Twilight Princess Swarovski Wii

I wonder what this thing costs? I'm going to start the bidding with $craploads.

Wednesday 31st October, 2007

Eye-Fi

Digg this
This may just be the coolest digital camera accessory I've seen to date, and I want one - the Eye Fi

The gadget: The Eye-Fi. It's an SD memory card that adds Wi-Fi to any camera. Plus the free Eye-Fi service supports automatic uploads to 20 different web photo sites (like Flickr) as well as a computer on your home network.

The verdict: It works flawlessly.[source]


USD100 for a 2GB card with WiFi and some very cool builtin features... that's not too bad actually, considering a 2GB standard SD card would probably run at about AUD40 at the moment.

Wednesday 17th October, 2007

Leopard - What's the big deal?

So this morning I get into work early and am greeted by an Apple announcement that Leopard is set to ship later this month. That's fine, and it's been all hyped, but after looking over the features list I just don't quite get what all the fuss is about.

Obviously one of the biggest additions is Spaces (and perhaps Time Machine), but really without some getting used to it, I don't see myself using Spaces at this point in time.

Apple claim there's 300 'new' features, but how "Control Exposé with any button on your mouse." constitutes a new feature considering I already have Exposé bound to mouse5, I'm unsure. Other than perhaps Spaces, the list of things I find particularly interesting or useful though... well, I think I can list those on one hand:
- Dashcode
- Photo booth can now record video (which is only MAYBE useful).
- Mail now has RSS support... but unless it squashes Vienna, so what?

OSX Server looks a tad more interesting, with CalDAV (think synchronized calendars) and a Wiki server (though nothing I couldn't already download and just install).

Unfortunately they're really failed to address what OSX is really missing - Mail+iCal still fall way short on Outlook because it's missing a usable to-do list. Networking on Macs is still confusing and barely functional. It'd be nice for it to also have a *good* task scheduler, and maybe even a nice easy to use/auto scheduling backup tool.

Sadly those blinded by being Mac fans will disagree and see it an absolutely necessary upgrade - and though I'm not saying I won't upgrade eventually, right now I'm just failing to see the media fuss.

Tuesday 28th August, 2007

Exception handling the bad way

One of the things I've had to battle with quite a bit over the past three years both here at work and back at uni was getting people out of the habits of just catching and ignoring exceptions.

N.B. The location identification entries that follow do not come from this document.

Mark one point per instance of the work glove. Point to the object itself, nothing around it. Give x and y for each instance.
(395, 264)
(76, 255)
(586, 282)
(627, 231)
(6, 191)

Rob Walling put up a good post today giving examples, and partially showing why ignoring exceptions is such a bad idea. It's summarised as this though:

Rule #1: If you can't add helpful information to an error message, don't catch the exception.
...
Rule #2: If you catch an exception, log it.
...[source]


For the sanity of all programmers you'll ever have to work with, please adhere to these two simple pieces of advice :)

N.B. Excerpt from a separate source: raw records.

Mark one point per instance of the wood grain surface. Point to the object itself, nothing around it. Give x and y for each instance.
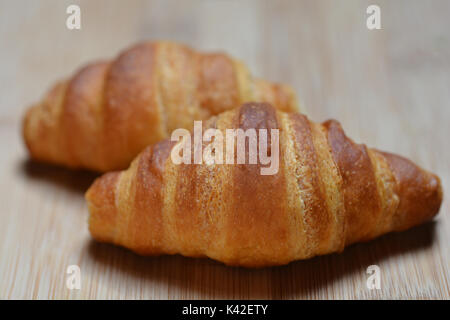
(390, 88)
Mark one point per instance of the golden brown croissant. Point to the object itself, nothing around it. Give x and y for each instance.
(108, 112)
(328, 193)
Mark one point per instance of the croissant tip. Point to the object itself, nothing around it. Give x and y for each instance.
(101, 199)
(420, 192)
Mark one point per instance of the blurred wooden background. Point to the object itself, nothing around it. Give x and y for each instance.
(390, 88)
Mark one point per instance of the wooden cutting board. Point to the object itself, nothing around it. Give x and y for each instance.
(390, 88)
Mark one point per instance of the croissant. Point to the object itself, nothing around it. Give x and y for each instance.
(108, 112)
(329, 192)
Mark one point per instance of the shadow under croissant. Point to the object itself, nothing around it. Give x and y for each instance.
(77, 181)
(206, 278)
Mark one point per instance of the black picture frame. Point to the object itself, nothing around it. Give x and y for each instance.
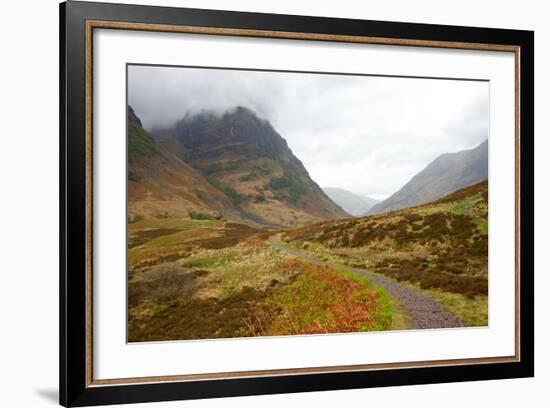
(75, 389)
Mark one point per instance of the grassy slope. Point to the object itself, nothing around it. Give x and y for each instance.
(440, 248)
(210, 279)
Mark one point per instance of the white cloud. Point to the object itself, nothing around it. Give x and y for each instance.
(369, 135)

Saturday 25th August, 2007

Not surprisingly, cracking that ISP filter aint that hard.

Digg this
This is exactly why
a) Our government shouldn't be allowed to make IT spending decisions
b) Trying to censor what people see is just BS.

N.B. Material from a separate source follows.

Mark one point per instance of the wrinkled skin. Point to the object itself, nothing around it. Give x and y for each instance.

http://www.news.com.au/story/0,23599...

30 minutes to bypass the filter, 40 minutes to get past the 'fix'... and I'll bet this is just an average person/noob :)

But clearly having our own Great Firewall of China equivelant in Australia is seen by our pollies as a 'good idea' :/

Thursday 23rd August, 2007

Glassfish lives

Seven reinstalls and setups later, I've finally managed to get glassfish working with our platform here - but there's two problems.

The first is that for some reason, after getting it working, it completely breaks the asadmin control panel, so I have to hand-edit any settings in the config file.
But the most disturbing problem is that I don't know what I did differently this time to ensure that it works! As far as I'm aware, I did everyone as close to how it had been set up every other time, yet every other time ended up failing to start or having some other problem and just generally not working! ;/

Anyhow, clearly some things with Flash Remoting and Glassfish don't want to play nice together. But at least they do actually work.
(Hint: don't use flashgateway.ear - extract it as a jar instead and put the mappings in your own web.xml).